扈珂回家已经很晚了。她在李珏的楼下补了口红,是遮被过分亲吻的嘴唇。
屋里漆黑一片,她松了口气,遮掩也只是聊胜于无,如果裴兆启真回来了,她怕自己膝盖会软得向他立刻磕头。
裴琇的房门依旧紧闭着,她很难判断他有没有出来过,他会收拾自己的一切,不留下什么痕迹。

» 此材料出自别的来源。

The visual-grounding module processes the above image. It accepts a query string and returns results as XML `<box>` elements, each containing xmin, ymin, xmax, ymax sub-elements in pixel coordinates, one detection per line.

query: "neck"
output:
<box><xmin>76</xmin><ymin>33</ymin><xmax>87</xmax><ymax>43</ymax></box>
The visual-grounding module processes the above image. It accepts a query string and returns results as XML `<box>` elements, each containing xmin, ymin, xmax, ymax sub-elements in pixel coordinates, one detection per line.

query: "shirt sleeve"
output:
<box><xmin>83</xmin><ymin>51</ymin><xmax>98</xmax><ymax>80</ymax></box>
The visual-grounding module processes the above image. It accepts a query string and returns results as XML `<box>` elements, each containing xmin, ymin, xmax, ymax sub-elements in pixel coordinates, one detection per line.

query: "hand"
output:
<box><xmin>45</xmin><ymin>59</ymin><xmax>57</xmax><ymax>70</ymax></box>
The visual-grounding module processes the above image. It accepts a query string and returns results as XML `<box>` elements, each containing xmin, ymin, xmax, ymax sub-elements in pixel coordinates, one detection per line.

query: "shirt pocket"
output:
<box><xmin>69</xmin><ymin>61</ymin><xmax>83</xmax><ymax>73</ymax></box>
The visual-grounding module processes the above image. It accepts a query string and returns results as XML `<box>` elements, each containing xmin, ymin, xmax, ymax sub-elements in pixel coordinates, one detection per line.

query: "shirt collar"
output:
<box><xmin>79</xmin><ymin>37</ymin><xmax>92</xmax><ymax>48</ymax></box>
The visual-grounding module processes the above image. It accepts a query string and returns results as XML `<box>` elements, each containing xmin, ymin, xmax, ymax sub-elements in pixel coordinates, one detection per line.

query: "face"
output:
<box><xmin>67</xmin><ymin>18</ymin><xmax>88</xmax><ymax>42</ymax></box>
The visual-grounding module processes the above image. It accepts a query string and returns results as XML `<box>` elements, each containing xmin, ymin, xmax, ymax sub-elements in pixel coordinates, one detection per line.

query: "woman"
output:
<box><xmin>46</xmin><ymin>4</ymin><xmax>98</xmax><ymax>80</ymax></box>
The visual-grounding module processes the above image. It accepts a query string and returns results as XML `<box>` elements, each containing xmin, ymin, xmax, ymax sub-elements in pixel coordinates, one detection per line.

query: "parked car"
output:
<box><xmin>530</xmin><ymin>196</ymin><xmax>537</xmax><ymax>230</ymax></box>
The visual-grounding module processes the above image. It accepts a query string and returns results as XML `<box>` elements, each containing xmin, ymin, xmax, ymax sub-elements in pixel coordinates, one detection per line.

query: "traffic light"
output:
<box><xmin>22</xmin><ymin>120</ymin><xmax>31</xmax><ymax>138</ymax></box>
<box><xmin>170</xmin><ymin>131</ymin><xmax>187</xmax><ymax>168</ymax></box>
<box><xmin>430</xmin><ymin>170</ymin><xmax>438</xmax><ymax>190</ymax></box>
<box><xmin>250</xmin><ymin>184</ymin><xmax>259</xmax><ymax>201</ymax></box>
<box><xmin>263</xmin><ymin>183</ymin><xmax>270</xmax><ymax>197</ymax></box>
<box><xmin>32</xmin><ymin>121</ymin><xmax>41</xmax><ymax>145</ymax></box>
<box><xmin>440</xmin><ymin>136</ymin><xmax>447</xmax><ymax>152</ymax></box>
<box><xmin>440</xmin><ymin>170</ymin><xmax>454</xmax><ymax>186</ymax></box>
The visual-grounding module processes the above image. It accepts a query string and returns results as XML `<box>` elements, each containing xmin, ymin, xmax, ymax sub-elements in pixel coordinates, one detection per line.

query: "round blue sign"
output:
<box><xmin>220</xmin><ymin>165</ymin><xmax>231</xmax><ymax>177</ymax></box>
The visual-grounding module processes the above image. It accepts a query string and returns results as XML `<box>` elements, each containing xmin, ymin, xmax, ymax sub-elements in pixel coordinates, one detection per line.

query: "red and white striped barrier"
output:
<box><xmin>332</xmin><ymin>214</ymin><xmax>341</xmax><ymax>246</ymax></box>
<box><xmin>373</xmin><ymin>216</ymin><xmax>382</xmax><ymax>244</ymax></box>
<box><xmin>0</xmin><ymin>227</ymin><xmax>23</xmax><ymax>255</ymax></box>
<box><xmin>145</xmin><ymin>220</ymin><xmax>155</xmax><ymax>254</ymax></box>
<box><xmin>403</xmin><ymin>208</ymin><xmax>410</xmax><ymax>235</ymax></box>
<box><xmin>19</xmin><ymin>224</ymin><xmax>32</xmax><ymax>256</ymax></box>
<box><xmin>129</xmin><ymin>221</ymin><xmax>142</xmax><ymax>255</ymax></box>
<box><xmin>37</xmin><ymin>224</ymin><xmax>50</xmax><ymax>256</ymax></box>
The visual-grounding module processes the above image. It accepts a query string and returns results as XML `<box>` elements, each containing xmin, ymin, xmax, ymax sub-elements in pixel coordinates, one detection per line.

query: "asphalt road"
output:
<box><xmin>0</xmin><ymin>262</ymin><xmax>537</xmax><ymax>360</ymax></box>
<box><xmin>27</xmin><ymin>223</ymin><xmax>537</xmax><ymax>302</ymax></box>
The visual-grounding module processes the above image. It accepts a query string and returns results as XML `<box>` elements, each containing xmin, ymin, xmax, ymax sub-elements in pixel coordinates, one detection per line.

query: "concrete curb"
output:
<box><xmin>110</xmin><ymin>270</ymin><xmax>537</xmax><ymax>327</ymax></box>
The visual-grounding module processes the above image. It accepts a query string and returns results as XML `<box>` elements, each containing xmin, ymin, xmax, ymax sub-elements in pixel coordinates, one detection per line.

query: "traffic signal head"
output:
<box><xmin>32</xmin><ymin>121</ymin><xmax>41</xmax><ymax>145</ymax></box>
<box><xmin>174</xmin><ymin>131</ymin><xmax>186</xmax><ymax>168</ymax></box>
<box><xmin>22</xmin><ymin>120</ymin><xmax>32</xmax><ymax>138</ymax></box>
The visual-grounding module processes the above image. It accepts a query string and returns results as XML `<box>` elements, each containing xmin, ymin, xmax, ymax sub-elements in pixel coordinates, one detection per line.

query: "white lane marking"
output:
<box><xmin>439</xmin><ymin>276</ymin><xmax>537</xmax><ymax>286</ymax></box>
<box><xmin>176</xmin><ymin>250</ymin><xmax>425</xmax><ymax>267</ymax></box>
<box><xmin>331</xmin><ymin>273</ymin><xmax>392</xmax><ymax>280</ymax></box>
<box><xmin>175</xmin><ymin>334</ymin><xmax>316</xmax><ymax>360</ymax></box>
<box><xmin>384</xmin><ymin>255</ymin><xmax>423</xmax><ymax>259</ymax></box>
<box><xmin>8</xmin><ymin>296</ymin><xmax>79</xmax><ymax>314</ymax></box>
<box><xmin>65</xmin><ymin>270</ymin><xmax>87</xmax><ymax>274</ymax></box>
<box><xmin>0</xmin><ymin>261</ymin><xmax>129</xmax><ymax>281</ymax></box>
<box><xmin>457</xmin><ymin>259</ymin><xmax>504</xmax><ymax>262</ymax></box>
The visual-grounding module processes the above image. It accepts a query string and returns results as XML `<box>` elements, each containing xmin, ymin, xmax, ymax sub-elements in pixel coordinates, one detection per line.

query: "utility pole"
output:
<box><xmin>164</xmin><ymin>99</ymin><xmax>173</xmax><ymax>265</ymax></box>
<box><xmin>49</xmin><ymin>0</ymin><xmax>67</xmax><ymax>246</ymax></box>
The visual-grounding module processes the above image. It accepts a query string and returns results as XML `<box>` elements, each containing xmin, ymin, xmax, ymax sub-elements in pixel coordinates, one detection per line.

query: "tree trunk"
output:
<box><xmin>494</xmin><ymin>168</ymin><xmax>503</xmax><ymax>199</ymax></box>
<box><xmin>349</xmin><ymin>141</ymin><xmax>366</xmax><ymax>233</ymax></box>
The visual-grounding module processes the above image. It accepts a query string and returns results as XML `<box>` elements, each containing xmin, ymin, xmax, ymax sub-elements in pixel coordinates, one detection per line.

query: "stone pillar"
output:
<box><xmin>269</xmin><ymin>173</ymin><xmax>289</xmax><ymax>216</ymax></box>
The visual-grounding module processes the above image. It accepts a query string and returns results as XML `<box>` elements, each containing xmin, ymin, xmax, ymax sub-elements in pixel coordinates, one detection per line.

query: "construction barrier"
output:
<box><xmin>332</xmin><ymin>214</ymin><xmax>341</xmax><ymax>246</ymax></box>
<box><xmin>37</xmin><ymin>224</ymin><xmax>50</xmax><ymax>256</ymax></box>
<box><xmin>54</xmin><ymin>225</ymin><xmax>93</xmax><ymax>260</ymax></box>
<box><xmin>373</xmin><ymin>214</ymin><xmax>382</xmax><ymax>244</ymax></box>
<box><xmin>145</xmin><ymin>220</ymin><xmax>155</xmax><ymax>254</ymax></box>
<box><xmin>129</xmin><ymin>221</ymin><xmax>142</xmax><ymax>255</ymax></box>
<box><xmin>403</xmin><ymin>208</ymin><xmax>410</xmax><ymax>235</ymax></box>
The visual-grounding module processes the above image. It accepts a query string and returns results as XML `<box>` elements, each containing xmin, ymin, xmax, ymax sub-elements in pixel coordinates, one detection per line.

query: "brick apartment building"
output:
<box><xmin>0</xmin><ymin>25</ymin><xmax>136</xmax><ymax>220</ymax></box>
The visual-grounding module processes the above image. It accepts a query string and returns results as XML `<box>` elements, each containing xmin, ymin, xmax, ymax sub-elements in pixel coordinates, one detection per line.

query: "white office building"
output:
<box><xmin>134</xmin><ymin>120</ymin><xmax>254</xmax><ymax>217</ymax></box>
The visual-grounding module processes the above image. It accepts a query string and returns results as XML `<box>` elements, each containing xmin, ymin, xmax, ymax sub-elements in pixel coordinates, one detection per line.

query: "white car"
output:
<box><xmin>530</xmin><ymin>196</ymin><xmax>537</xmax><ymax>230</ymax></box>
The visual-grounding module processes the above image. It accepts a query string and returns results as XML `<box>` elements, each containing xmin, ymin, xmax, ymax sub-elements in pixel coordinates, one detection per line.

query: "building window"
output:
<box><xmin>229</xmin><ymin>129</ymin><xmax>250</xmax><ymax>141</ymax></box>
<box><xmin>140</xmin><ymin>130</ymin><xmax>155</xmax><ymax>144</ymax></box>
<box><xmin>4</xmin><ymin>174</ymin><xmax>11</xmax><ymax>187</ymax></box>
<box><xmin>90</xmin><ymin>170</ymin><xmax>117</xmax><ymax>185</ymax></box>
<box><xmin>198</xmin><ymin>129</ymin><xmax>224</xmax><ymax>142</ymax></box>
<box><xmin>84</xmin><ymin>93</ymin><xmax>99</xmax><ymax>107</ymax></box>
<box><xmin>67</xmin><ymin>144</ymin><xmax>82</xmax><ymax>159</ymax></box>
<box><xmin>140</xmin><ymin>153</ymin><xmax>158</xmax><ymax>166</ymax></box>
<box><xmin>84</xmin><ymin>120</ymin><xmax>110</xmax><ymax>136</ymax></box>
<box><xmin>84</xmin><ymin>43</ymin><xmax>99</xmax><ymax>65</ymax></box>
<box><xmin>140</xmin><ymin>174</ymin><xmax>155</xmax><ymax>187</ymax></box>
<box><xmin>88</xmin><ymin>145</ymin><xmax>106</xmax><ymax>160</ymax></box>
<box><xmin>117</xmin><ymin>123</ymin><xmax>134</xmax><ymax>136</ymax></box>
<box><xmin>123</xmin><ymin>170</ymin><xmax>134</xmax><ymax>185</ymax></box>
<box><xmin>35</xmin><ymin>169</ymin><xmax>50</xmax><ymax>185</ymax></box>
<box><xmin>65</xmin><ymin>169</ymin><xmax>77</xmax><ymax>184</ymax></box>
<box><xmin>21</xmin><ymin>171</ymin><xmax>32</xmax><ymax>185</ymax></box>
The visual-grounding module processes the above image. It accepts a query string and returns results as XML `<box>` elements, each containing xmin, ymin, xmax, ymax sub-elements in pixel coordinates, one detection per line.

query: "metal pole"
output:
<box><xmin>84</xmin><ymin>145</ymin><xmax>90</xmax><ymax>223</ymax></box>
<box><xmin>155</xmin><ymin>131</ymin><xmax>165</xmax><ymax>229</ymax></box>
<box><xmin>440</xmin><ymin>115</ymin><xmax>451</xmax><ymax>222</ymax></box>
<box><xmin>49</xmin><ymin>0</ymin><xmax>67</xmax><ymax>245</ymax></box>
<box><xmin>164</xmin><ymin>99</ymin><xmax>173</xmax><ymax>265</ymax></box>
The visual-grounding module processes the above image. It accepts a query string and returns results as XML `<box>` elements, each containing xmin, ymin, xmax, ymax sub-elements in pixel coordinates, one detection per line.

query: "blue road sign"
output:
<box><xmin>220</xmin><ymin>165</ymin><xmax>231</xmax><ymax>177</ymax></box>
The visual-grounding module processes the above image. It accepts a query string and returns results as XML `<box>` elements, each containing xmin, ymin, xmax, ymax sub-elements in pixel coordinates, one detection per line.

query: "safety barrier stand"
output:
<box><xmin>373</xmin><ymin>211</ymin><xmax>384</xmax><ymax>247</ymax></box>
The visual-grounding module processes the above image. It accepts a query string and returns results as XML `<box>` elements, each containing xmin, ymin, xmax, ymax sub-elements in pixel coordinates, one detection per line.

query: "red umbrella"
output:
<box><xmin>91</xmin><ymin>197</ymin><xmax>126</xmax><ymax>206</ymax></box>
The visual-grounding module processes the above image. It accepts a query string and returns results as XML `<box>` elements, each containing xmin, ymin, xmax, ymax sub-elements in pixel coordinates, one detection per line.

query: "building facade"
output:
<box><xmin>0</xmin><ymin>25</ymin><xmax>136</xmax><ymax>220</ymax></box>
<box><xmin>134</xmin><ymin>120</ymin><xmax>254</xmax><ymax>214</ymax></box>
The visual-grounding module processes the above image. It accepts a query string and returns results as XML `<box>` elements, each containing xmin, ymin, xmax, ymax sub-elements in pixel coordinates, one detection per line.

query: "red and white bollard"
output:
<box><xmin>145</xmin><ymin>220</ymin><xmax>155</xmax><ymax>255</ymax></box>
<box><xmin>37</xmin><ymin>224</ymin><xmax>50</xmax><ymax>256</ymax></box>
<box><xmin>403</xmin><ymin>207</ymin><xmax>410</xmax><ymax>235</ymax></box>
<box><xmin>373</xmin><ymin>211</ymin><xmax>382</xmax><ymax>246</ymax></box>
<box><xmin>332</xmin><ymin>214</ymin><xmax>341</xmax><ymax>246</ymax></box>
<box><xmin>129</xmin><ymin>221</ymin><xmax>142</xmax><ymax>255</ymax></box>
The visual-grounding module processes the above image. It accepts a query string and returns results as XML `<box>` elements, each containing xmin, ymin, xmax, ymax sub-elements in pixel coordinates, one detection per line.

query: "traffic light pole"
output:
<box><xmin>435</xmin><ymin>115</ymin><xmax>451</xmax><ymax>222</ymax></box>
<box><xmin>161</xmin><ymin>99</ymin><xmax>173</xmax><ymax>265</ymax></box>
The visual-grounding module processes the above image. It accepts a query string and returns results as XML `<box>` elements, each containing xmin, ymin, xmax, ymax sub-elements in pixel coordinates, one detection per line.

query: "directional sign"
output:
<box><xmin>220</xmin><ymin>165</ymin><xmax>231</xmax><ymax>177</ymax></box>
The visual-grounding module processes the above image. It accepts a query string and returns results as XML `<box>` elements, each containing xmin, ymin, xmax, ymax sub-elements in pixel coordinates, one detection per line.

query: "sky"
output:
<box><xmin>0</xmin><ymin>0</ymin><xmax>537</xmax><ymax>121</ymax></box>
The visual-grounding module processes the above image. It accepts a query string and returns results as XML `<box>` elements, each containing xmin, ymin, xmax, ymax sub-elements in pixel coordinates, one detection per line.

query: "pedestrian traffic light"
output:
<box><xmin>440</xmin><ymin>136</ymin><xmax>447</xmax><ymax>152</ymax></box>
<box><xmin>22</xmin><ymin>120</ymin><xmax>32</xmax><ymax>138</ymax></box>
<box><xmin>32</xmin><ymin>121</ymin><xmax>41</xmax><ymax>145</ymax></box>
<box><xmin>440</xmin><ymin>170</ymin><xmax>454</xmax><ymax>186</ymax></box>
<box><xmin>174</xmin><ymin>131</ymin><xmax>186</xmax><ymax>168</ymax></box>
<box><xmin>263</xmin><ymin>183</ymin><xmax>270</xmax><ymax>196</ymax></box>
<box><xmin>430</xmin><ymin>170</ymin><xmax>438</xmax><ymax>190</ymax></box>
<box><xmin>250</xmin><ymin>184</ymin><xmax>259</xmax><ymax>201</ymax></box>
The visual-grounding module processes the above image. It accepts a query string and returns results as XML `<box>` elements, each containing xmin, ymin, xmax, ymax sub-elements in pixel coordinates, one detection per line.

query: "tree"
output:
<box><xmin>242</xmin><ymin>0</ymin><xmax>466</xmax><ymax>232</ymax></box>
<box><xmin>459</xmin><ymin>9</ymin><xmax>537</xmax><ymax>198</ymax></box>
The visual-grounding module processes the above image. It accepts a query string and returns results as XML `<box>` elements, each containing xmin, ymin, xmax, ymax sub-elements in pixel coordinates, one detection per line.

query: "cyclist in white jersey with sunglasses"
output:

扈珂犹豫了下,没有敲门,而是动作很轻地打开了他的房门。
如果他睡着了被吵醒肯定要发脾气,她看一眼就好。
客厅的灯光透进裴琇的房间,床上有人,柜子上的水杯仍放在那里,水位都似乎没什么变化。
她的饭盒也在那里,一天过去,食物大概已经变质。
完了。
扈珂顿时慌了,她打开壁灯,小跑到裴琇身旁。
房间乍亮,他曲着手臂抱着脸,让人看不清是什么状况。
“小……裴琇。”
他被摇醒了,嗓子已经哑得说不出话了,身上的汗干了又湿,难受得厉害。
他眨着干涩的眼睛看着眼前人。
身上有股复杂的香气。
白皙的脸,忧虑的眼睛,舒服的手指,全落在他的身上。
玫瑰色的嘴唇不断张合着。
他为冰凉的抚摸而心志涣散,费力盯着看了会,一个字都听不清。
裴琇张开无力的手臂,攀抱住了她的脖颈。
“你怎么才来啊,我好难受。”他的声音接近气音,喘着气说:“身上好痛,头也痛。”
扈珂听到那个冷淡的男孩如今面颊通红,汗津津地躺在她怀里,呓语般叫了声:“……妈妈。”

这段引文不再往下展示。